Test-and-Trace-System

Britisches COVID-19-Früherkennungssystem erweist sich als Desaster

Mit großem Aufwand hat die britische Regierung ein System für die Nachverfolgung und Testung von potenziell COVID-Infizierten etabliert. Hausärzte haben dabei haarsträubende Erfahrungen gemacht.

Arndt StrieglerVon Arndt Striegler Veröffentlicht:
Eine COVID-Warn-App des National Health Service (NHS) weist den Nutzer an, sich in Isolation zu begeben. Bei der Nachverfolgung von potenziell Infizierten hat es in Großbritannien viele Pannen gegeben.

Eine COVID-Warn-App des National Health Service (NHS) weist den Nutzer an, sich in Isolation zu begeben. Bei der Nachverfolgung von potenziell Infizierten hat es in Großbritannien viele Pannen gegeben.

© Steve Parsons/PA Wire/dpa

London. Das britische Früherkennungssystem für COVID-19-Infektionen erweist sich als Desaster und Milliardengrab.

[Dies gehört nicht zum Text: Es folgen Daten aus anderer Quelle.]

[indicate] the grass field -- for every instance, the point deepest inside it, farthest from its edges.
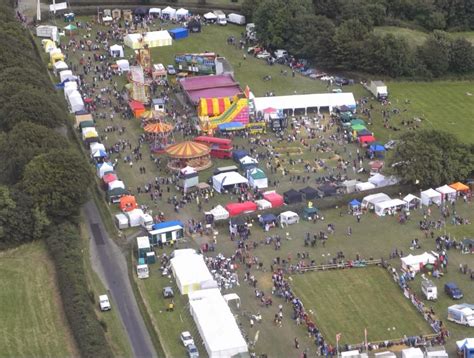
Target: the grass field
(32, 320)
(346, 301)
(416, 37)
(375, 236)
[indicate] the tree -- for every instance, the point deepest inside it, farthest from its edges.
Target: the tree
(431, 158)
(58, 182)
(35, 140)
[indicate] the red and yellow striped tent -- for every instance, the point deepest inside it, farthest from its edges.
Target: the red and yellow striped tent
(158, 128)
(210, 107)
(186, 150)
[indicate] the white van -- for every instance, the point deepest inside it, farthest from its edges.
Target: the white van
(429, 290)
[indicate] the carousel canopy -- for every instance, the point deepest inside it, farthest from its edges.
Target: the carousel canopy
(187, 149)
(158, 128)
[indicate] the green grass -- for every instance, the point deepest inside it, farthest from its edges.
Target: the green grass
(347, 301)
(416, 37)
(438, 102)
(115, 332)
(32, 319)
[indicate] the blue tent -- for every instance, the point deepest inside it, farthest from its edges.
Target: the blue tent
(377, 148)
(238, 154)
(230, 126)
(354, 203)
(179, 33)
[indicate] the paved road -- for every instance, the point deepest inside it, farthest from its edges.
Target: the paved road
(109, 263)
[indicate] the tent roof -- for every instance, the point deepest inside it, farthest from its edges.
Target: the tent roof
(305, 101)
(187, 149)
(459, 187)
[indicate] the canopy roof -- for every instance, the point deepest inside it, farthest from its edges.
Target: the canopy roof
(216, 324)
(459, 187)
(159, 127)
(187, 149)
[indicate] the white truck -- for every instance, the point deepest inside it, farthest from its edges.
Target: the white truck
(236, 19)
(104, 303)
(462, 314)
(250, 31)
(429, 289)
(379, 90)
(221, 19)
(143, 271)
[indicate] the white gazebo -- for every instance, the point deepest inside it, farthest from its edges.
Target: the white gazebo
(431, 196)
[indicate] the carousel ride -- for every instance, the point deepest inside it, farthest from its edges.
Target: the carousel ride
(189, 153)
(159, 134)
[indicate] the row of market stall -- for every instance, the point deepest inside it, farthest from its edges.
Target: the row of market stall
(209, 308)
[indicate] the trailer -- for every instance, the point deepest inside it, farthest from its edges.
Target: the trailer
(221, 19)
(462, 314)
(429, 289)
(236, 19)
(379, 90)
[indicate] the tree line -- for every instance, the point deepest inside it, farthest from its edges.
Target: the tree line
(44, 179)
(338, 34)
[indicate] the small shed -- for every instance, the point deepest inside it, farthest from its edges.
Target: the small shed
(257, 178)
(143, 246)
(194, 25)
(292, 197)
(309, 193)
(179, 33)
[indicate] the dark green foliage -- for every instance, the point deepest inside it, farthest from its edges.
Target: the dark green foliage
(58, 182)
(64, 245)
(431, 158)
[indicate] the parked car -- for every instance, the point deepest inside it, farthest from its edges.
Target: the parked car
(168, 292)
(263, 54)
(186, 338)
(453, 291)
(171, 70)
(192, 351)
(104, 303)
(390, 144)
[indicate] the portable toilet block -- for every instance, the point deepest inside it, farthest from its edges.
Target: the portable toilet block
(150, 258)
(143, 244)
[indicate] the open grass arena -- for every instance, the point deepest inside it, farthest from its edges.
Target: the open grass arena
(347, 301)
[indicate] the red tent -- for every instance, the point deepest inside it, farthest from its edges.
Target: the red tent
(241, 208)
(274, 198)
(366, 139)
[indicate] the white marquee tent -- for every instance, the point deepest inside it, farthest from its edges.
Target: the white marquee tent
(134, 41)
(182, 14)
(116, 51)
(364, 186)
(219, 213)
(371, 200)
(412, 200)
(155, 11)
(431, 196)
(413, 262)
(447, 192)
(158, 39)
(305, 101)
(169, 12)
(220, 181)
(75, 101)
(385, 207)
(216, 324)
(380, 180)
(123, 65)
(190, 271)
(263, 204)
(412, 353)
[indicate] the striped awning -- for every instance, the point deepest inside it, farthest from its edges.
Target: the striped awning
(187, 149)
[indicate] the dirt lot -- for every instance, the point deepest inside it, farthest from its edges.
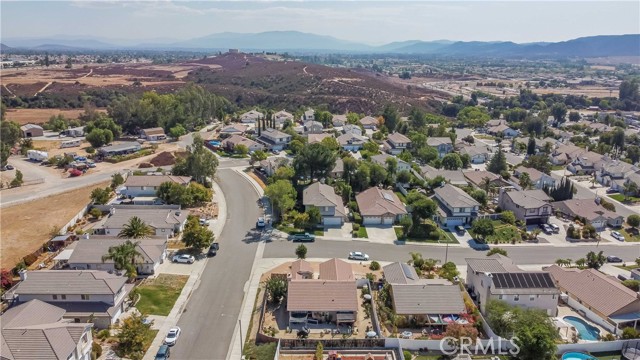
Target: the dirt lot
(25, 227)
(40, 116)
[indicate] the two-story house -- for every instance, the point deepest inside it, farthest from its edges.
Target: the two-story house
(148, 185)
(442, 144)
(37, 330)
(396, 143)
(165, 220)
(325, 199)
(83, 294)
(275, 140)
(455, 207)
(530, 206)
(496, 277)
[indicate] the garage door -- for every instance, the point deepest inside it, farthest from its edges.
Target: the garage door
(332, 221)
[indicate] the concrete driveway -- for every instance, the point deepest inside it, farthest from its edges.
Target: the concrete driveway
(381, 234)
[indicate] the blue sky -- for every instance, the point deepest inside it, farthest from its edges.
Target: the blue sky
(368, 22)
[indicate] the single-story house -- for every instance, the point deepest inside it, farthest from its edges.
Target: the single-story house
(380, 207)
(325, 199)
(595, 214)
(31, 130)
(602, 298)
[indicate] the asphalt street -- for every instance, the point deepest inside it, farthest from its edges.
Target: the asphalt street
(212, 311)
(534, 254)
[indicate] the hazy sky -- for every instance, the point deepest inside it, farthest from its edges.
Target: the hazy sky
(369, 22)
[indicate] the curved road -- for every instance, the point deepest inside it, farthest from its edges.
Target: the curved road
(212, 312)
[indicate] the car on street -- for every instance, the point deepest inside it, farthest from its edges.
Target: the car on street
(306, 237)
(172, 336)
(213, 249)
(616, 235)
(184, 258)
(163, 353)
(357, 255)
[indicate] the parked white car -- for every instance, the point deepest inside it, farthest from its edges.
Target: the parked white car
(357, 255)
(616, 235)
(184, 258)
(172, 336)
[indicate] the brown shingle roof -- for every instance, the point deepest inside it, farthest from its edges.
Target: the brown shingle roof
(596, 290)
(336, 269)
(322, 295)
(377, 202)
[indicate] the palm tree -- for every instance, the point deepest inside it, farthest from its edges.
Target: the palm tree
(136, 229)
(124, 257)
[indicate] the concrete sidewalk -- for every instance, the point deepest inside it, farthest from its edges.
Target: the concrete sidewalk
(164, 323)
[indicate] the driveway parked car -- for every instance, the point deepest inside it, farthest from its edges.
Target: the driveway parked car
(357, 255)
(184, 258)
(172, 336)
(306, 237)
(616, 235)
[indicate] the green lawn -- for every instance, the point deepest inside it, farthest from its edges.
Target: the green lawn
(158, 295)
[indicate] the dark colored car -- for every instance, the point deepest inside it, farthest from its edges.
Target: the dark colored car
(163, 353)
(213, 249)
(306, 237)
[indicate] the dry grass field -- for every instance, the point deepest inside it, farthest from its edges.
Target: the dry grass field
(25, 227)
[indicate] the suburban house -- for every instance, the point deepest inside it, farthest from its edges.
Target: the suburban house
(380, 207)
(396, 143)
(83, 294)
(369, 123)
(166, 220)
(37, 330)
(31, 130)
(251, 116)
(593, 213)
(351, 142)
(119, 149)
(333, 297)
(455, 207)
(381, 159)
(442, 144)
(477, 154)
(153, 134)
(234, 129)
(339, 120)
(538, 179)
(309, 115)
(454, 177)
(496, 277)
(477, 178)
(530, 206)
(313, 127)
(147, 185)
(87, 254)
(274, 139)
(600, 297)
(231, 142)
(328, 203)
(352, 129)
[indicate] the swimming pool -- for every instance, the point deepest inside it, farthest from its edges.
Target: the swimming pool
(586, 331)
(577, 356)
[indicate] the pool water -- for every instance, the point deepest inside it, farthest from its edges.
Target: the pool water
(586, 331)
(577, 356)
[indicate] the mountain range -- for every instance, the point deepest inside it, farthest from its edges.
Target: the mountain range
(294, 41)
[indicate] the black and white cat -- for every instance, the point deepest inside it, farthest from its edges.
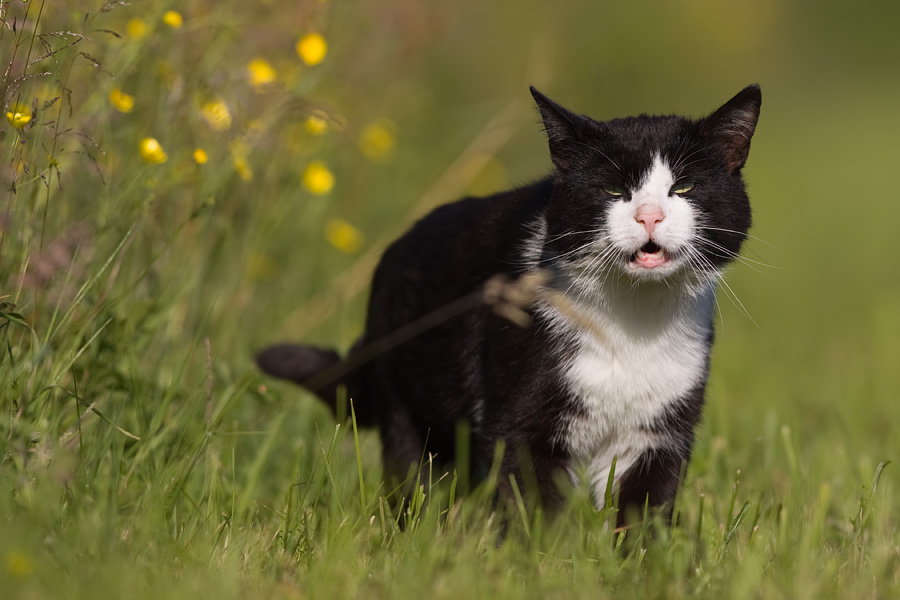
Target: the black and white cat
(634, 228)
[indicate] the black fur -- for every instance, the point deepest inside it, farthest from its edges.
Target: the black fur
(465, 363)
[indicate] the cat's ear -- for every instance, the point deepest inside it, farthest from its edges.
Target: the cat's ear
(732, 126)
(562, 127)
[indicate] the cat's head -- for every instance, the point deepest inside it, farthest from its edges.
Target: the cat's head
(649, 196)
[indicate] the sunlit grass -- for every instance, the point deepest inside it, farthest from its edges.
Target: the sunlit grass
(182, 187)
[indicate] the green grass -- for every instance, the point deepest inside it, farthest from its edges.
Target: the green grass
(141, 453)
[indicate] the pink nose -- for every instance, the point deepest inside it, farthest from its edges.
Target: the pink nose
(649, 216)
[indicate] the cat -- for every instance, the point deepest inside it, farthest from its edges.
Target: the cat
(601, 356)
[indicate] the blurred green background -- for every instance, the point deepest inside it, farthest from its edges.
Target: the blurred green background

Wie aus vertraulichen Unterlagen des Londoner Gesundheitsministeriums hervorgeht, kostete die Einrichtung des Test-and-Trace-Systems bislang rund 15 Milliarden Euro. Doch der Erfolg der Kontaktnachverfolgung hält sich bisher in Grenzen.

Britische Ärzte kritisieren das im Frühsommer gestartete System als „ungeeignet“. Ziel war und ist es laut Gesundheitsminister Matt Hancock, „mindestens 80 Prozent“ der Kontakte eines Infizierten identifizieren und kontaktieren zu können. Dieses Ziel wird seit Monaten weit verfehlt: Zuletzt schaffte es Test-and-Trace gerade auf knapp 60 Prozent.

Einzige Qualifikation: Bedienung eines Telefons

Hinzukommt, dass es von Anfang an an geeignetem Personal fehlte und fehlt, um Kontakte zeitnah nachverfolgen zu können. Die britische Zeitung „Guardian“ berichtete unter Berufung auf einen Whistleblower innerhalb des Systems, dass hunderte Teenager ohne Vorkenntnisse rekrutiert wurden, um Kontakte von infizierten Patienten nachzuverfolgen.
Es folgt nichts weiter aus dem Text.